A trajetória de Ana Mendieta a partir de duas exposições no Sesc Pompeia, por Luana Fortes

Luana Fortes
19 out 2023, 14h26

Sobre um fundo escuro, paira o rosto de uma mulher de olhos cerrados, enquanto de seu couro cabeludo um líquido vermelho começa a escorrer. É o filme-performance Sweating Blood, gravado por Ana Mendieta (1948-1985) em 1973, um dos 21 trabalhos que integram a exposição Ana Mendieta: Silhueta em Fogo no Sesc Pompeia. Com curadoria de Daniela Labra, a individual é a primeira exposição abrangente da obra de Mendieta na América Latina.

O curto filme gravado em Super 8, feito um ano após a artista ter recebido seu mestrado pela Universidade de Iowa, é um dos poucos em que o corte é mantido apenas na face. E é uma porta de entrada para assuntos que envolvem a produção da artista cubano-americana. A presença e implicação do próprio corpo nos trabalhos é uma dessas portas, que se manteve constante ao longo de sua trajetória e produção.

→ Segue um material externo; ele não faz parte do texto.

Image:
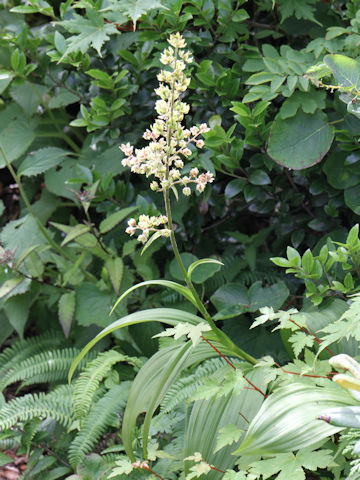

Acima: Ana Mendieta, "Ocean Bird (Washup)", 1974. © 2023 The Estate of Ana Mendieta Collection, LLC

Ana Mendieta, "Sweating Blood", 1973. Foto: Reprodução Artnet News / Cortesia Galerie Lelong

Ana Mendieta, "Sweating Blood", 1973. Foto: Reprodução Artnet News / Cortesia Galerie Lelong

Por um lado, essa presença demarca a associação de Mendieta a debates fervilhantes nos Estados Unidos dos anos 1970 sobre a desmaterialização da arte, na medida em que a artista parte de uma formação e produção com a pintura para o desenvolvimento de uma produção no vídeo e foto-performance. Ou seja, a performance era feita para ser filmada ou fotografada, não dependendo da presença de público quando realizada. Em um dos textos do catálogo da exposição de Ana Mendieta no Centro Galego de Arte Contemporânea, em 1996, na Espanha, a artista declarou: “Na arte o ponto de inflexão ocorreu em 1972, quando compreendi que minhas pinturas não eram suficientemente reais para o que eu quero que transmita a imagem, e quando digo real queria dizer que minhas imagens tivessem força e que fossem mágicas”.

Por outro lado, a relação do uso do próprio corpo com o autorretrato traz consigo a implicação de si enquanto corpo social político, abrangendo questões relativas a gênero e racialidade, na medida em que se coloca enquanto mulher e imigrante latino-americana diante da câmera. Se seu rosto está a sangrar e de olhos fechados, seria uma cena após uma agressão? É por meio de nuances como essas que Ana Mendieta trata sobre a violência contra mulheres.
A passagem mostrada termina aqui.